Between RCRA and a Hard Place: Operating Under Conflicting Regulations

Between RCRA and a Hard Place: Operating Under Conflicting Regulations

This post, Between RCRA and a Hard Place: Operating Under Conflicting Regulations, first appeared on http://ehsdailyadvisor.blr.com.


HazMat Transportation Clare Condon Monday – April 24, 2017

Do federal hazardous materials transportation regulations outweigh how a state interprets and enforces hazardous waste regulations? In times when the federal government bends toward extreme leniency or extreme enforcement, cases such as one currently playing out in Oregon could have ramifications for environment, health, and safety managers (EHS) nationwide.

What are states up to? Since the stated intent of the Trump administration is to have the states be the primary regulators and enforcers of EHS laws, what states are up to will be a recurring theme in the Advisor.

In this case, the federal Pipeline and Hazardous Materials Safety Administration (PHMSA) is in a conundrum. Does it oppose a state regulatory interpretation and rule for industry or stand by the current administration’s intent to let states regulate and enforce?

NORA, a trade association of recyclers, recently petitioned PHMSA for a determination as to whether federal hazardous material transportation law preempts an Oregon hazardous waste regulation that imposes a strict liability standard on hazardous waste transporters.

Note. Under strict liability, some activities are known to be inherently dangerous, so if something goes wrong, the party is held legally responsible.

State Court Ruling

When NORA filed the petition with PHMSA, the Oregon Supreme Court was considering a case about the same question. The Court has since ruled and upheld the Oregon Environmental Quality Commission’s (EQC) interpretation, which is enforced by the state’s Department of Environmental Quality (DEQ).

The case involved a company that transported and treated hazardous waste without a manifest or a permit. The company argued that it was not in violation of hazardous waste permit and manifest requirements because it reasonably relied on the generator of the hazardous waste’s characterization of the waste. PHMSA regulations at 49 CFR 171.2(f) allow for a carrier that transports a hazardous material (in this case a hazardous waste) in commerce to rely on information provided by the offeror (in this case the generator) or a prior carrier, unless the carrier knows or, a reasonable person, acting in the circumstances and exercising reasonable care, would have knowledge that the information provided by the offeror or prior carrier is incorrect.

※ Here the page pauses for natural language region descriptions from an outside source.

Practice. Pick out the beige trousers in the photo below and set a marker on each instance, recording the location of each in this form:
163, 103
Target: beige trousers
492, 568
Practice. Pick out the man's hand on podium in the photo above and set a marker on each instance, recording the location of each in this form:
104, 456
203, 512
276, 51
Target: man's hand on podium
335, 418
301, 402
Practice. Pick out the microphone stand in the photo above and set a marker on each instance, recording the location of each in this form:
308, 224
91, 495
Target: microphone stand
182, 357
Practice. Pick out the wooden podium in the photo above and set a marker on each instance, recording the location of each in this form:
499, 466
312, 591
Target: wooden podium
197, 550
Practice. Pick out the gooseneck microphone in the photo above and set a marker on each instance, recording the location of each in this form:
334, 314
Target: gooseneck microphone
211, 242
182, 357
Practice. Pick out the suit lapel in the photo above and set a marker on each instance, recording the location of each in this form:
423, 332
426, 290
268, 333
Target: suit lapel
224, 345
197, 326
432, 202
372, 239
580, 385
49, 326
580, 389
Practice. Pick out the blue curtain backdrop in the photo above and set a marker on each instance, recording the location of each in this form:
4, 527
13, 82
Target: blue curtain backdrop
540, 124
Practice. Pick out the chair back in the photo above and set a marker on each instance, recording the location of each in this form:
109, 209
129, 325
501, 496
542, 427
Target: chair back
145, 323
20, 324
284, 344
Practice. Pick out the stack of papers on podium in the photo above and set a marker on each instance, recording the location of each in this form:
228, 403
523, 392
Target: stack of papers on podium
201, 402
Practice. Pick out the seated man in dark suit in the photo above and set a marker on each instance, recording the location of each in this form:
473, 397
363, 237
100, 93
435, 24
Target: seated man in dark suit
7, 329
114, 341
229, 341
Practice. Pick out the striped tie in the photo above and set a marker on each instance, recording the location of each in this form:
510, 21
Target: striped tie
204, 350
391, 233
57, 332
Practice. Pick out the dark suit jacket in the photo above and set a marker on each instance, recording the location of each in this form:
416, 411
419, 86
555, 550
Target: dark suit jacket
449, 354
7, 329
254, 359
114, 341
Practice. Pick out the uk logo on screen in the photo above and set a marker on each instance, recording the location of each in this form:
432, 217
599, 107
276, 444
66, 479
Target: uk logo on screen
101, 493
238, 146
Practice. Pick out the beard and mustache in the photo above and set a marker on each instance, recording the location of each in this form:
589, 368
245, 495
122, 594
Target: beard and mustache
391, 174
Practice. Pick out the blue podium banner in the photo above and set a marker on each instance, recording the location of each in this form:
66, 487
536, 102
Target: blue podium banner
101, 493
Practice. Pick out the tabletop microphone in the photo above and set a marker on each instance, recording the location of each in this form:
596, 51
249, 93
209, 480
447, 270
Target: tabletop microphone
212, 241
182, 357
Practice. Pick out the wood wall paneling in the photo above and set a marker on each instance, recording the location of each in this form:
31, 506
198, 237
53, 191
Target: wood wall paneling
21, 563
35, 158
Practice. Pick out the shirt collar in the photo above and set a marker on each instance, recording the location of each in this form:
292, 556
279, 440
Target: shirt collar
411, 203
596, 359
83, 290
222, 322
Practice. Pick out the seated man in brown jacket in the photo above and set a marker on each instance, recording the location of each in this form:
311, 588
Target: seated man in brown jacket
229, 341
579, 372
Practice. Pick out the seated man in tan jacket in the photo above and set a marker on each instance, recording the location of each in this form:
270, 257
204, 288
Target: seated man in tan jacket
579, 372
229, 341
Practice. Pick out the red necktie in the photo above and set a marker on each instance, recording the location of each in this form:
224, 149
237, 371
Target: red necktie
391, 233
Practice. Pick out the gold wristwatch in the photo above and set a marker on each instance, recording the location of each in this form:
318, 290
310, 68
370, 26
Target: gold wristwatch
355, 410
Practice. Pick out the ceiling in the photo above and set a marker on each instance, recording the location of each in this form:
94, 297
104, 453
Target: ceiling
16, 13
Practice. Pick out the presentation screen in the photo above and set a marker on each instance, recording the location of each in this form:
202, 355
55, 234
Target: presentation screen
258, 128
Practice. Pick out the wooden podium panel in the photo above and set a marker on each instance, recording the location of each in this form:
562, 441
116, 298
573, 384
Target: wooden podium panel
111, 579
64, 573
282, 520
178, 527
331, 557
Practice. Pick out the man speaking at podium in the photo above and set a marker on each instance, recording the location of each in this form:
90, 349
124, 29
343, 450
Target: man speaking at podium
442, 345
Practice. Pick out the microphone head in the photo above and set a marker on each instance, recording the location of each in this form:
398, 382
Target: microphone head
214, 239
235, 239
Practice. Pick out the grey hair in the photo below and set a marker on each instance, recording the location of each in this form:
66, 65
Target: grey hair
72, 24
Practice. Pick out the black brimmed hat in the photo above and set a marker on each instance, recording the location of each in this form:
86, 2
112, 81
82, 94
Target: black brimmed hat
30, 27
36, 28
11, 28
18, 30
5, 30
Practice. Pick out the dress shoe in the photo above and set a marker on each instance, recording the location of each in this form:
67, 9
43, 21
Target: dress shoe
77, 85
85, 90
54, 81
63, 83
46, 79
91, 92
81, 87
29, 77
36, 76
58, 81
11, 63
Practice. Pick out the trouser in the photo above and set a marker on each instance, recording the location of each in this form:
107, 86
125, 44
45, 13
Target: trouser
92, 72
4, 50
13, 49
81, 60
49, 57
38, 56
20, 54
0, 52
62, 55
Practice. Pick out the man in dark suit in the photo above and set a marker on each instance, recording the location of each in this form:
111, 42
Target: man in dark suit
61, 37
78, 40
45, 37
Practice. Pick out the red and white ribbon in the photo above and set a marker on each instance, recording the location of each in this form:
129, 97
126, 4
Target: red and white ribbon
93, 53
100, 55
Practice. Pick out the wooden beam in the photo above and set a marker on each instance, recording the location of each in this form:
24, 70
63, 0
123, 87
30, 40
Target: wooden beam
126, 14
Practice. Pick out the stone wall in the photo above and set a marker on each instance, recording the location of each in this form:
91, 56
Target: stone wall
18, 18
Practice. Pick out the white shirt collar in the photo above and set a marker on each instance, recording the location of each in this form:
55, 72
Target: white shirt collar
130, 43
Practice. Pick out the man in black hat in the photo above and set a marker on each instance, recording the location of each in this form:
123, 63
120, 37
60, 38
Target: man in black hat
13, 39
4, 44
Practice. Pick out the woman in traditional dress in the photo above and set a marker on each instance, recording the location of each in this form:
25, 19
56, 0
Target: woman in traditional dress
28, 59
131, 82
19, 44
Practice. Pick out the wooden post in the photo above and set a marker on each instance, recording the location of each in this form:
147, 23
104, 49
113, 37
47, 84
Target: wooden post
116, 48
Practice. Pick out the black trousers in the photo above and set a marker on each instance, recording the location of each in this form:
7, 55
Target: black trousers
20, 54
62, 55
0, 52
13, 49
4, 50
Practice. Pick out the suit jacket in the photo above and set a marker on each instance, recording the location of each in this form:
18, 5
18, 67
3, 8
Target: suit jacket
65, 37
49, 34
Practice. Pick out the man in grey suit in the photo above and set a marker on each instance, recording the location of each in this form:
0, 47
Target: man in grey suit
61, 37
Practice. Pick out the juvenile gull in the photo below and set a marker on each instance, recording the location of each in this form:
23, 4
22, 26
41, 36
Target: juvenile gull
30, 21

The Oregon DEQ claims that since the federal Resource Conservation and Recovery Act (RCRA) provides strict liability for civil offenses, Oregon’s hazardous waste rules, which enforce a state program that was approved by the U.S. Environmental Protection Agency, are not preempted.

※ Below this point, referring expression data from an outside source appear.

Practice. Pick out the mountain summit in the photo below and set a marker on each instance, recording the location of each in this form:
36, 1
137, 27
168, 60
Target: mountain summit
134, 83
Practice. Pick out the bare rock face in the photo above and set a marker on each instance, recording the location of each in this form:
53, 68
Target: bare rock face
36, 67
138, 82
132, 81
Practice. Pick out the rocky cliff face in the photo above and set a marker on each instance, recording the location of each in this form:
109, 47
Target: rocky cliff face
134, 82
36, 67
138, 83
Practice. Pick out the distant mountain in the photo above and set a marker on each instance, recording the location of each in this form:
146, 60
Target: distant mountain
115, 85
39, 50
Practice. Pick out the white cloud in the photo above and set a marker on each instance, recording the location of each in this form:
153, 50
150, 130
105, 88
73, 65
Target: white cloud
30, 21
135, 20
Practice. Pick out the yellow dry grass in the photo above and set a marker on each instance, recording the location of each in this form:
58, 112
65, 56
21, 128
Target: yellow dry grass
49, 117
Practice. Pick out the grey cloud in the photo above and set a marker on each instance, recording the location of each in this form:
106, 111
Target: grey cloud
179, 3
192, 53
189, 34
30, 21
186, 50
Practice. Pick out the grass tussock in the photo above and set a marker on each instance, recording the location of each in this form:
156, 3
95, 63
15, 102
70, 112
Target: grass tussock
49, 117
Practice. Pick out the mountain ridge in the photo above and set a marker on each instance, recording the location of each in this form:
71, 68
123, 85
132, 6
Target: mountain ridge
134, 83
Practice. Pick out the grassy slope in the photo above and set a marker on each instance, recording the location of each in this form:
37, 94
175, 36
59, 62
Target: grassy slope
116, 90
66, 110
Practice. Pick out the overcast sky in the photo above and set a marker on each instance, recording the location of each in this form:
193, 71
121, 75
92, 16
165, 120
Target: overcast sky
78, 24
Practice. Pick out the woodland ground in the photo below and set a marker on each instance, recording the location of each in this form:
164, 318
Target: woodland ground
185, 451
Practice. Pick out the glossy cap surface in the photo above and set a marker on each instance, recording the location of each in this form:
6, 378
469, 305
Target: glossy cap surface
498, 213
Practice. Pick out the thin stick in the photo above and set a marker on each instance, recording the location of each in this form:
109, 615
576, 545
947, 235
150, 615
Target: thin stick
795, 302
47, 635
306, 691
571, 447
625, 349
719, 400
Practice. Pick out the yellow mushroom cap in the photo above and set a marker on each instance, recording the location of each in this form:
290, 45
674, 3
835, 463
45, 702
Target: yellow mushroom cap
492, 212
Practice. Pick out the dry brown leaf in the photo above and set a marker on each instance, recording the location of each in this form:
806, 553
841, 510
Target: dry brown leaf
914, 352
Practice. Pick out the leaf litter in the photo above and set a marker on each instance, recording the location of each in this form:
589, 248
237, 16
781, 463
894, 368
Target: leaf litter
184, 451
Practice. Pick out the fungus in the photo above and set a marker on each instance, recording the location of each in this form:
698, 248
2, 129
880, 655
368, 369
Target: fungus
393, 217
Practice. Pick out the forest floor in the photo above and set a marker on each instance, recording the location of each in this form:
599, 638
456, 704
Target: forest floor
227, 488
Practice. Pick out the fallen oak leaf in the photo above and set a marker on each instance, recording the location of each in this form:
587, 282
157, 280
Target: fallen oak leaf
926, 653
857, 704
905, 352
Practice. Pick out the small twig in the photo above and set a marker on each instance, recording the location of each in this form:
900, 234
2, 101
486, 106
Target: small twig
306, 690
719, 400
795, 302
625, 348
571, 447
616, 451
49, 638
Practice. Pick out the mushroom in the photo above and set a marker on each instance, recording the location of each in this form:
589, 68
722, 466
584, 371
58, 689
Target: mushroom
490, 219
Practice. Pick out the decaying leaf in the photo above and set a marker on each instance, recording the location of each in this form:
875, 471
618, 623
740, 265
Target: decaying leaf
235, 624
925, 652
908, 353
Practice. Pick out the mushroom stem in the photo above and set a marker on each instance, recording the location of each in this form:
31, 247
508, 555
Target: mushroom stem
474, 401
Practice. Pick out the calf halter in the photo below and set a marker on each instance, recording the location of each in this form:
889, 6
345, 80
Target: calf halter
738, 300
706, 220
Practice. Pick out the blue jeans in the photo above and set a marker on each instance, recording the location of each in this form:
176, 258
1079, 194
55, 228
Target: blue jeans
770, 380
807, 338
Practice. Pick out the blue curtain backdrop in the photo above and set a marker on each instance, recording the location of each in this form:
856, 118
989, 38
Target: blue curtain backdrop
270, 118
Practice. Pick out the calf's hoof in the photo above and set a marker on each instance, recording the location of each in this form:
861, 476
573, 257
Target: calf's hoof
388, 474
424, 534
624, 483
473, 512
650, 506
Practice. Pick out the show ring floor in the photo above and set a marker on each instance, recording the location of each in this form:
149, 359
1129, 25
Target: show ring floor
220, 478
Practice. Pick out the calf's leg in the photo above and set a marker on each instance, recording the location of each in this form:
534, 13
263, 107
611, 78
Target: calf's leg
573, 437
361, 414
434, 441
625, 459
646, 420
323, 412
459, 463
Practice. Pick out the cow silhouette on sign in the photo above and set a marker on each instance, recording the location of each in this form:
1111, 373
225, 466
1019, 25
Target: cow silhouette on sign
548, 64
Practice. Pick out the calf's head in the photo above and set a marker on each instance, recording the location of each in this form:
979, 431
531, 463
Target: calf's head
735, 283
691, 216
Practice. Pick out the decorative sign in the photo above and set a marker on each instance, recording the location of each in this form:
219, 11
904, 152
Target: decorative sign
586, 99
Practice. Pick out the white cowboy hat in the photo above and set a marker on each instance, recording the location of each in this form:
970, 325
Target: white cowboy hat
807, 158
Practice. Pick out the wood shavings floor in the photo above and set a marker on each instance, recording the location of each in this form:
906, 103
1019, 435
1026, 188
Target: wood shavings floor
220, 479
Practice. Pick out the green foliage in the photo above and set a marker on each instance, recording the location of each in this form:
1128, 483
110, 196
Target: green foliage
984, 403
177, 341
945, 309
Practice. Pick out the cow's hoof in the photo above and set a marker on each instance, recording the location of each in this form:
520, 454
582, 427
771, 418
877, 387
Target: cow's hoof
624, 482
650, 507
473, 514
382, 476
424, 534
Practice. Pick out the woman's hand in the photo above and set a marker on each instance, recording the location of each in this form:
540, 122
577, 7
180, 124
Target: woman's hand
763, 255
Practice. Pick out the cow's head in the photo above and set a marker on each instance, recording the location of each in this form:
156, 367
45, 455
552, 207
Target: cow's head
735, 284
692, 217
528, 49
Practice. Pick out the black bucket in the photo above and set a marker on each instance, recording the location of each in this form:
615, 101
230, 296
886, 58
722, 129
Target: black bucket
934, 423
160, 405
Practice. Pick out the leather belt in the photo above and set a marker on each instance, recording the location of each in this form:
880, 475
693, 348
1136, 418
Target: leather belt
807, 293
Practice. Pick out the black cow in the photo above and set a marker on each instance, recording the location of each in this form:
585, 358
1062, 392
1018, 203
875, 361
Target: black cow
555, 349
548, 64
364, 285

The Oregon Supreme Court upheld the EQC’s determination that Oregon’s regulations and statutes provided for strict liability for civil hazardous waste violations. The Court said that company’s reasonable reliance under the PHMSA reasonable care regulation was not relevant to determining compliance with the state hazardous waste rules and statutes.

Can’t Do Both

According to NORA, its members rely on the certifications of generators. The association presented some hypothetical situations that make it impossible or unfeasible to comply with both the Oregon rule and the PHMSA requirements. Essentially, the scenarios show that transporters, in an attempt to avoid liability, would be required to test for each hazardous waste characteristic and conduct exhaustive and expensive investigations, which the generator may not even permit.

In addition, NORA claims that Oregon’s rule presents an obstacle in carrying out the federal PHMSA rule and will lead to transporters being liable for a generator’s mischaracterization of waste.

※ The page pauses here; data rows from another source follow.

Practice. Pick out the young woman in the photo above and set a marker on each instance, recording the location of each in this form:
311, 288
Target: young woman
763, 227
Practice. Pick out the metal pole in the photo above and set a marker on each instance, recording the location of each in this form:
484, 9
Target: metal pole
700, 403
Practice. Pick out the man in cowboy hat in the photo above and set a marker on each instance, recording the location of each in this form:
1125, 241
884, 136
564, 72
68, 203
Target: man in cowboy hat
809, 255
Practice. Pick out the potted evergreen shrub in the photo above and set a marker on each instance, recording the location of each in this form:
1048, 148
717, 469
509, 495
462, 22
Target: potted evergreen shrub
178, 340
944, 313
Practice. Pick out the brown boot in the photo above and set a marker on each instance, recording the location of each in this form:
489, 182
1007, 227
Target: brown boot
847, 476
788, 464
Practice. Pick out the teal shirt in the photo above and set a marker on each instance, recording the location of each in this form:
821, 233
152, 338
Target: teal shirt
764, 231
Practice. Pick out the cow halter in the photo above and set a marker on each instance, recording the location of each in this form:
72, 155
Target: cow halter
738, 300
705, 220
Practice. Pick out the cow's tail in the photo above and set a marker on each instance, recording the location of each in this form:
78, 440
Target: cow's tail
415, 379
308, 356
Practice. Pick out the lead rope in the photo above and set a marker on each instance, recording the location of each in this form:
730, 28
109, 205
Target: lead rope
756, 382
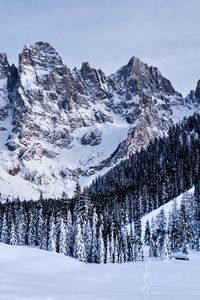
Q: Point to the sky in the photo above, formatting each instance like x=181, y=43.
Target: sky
x=107, y=33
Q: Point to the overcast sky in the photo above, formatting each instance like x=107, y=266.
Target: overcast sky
x=107, y=33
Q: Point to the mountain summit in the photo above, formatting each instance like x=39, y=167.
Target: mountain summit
x=60, y=125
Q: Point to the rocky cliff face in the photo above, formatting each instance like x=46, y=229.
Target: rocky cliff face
x=60, y=125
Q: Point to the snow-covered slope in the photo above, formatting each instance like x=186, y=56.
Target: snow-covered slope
x=28, y=273
x=58, y=125
x=168, y=207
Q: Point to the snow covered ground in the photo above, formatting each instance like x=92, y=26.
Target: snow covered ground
x=29, y=273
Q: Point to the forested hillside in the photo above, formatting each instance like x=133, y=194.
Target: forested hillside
x=103, y=223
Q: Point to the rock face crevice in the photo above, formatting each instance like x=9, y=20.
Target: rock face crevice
x=58, y=125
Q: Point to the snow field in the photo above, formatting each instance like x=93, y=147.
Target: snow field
x=30, y=273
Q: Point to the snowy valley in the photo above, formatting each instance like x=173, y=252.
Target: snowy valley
x=59, y=126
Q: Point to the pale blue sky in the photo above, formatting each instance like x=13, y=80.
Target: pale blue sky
x=107, y=33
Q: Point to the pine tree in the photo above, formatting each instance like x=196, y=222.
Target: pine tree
x=12, y=235
x=79, y=247
x=147, y=234
x=5, y=230
x=52, y=235
x=62, y=237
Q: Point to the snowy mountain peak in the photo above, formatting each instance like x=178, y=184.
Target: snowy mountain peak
x=61, y=125
x=197, y=91
x=40, y=54
x=140, y=78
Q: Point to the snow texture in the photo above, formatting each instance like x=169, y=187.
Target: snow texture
x=29, y=273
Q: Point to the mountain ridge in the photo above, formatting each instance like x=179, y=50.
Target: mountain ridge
x=63, y=125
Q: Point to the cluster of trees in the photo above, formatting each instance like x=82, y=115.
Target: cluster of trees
x=167, y=168
x=103, y=223
x=178, y=231
x=70, y=226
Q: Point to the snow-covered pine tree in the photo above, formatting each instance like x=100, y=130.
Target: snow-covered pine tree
x=62, y=241
x=52, y=234
x=12, y=234
x=147, y=234
x=79, y=247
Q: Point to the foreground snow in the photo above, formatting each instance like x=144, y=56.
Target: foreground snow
x=28, y=273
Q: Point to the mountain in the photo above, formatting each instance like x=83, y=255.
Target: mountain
x=58, y=125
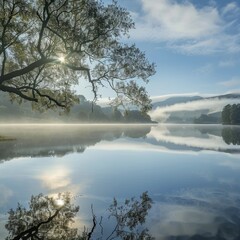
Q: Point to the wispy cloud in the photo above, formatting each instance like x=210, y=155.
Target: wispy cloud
x=235, y=81
x=187, y=28
x=211, y=105
x=227, y=63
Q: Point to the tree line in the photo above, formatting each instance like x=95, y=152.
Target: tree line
x=231, y=114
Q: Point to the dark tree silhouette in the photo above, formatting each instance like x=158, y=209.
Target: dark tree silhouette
x=231, y=114
x=47, y=46
x=50, y=219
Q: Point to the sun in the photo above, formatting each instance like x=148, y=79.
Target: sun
x=59, y=202
x=61, y=59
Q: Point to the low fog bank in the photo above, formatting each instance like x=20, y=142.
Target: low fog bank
x=84, y=112
x=191, y=111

Key Takeaway for EHS Managers

Since there will be little or no guidance from the feds under the Trump administration, it makes state regulators even more likely to be influenced by what other states are up to. That’s why cases in states such as Oregon could be important to the regulated community in other states. The interpretations may look appealing to your state environmental agency.

Make sure that you are in touch with your state environmental agency and aware of not only regulations or standards but how they are being interpreted by your agency.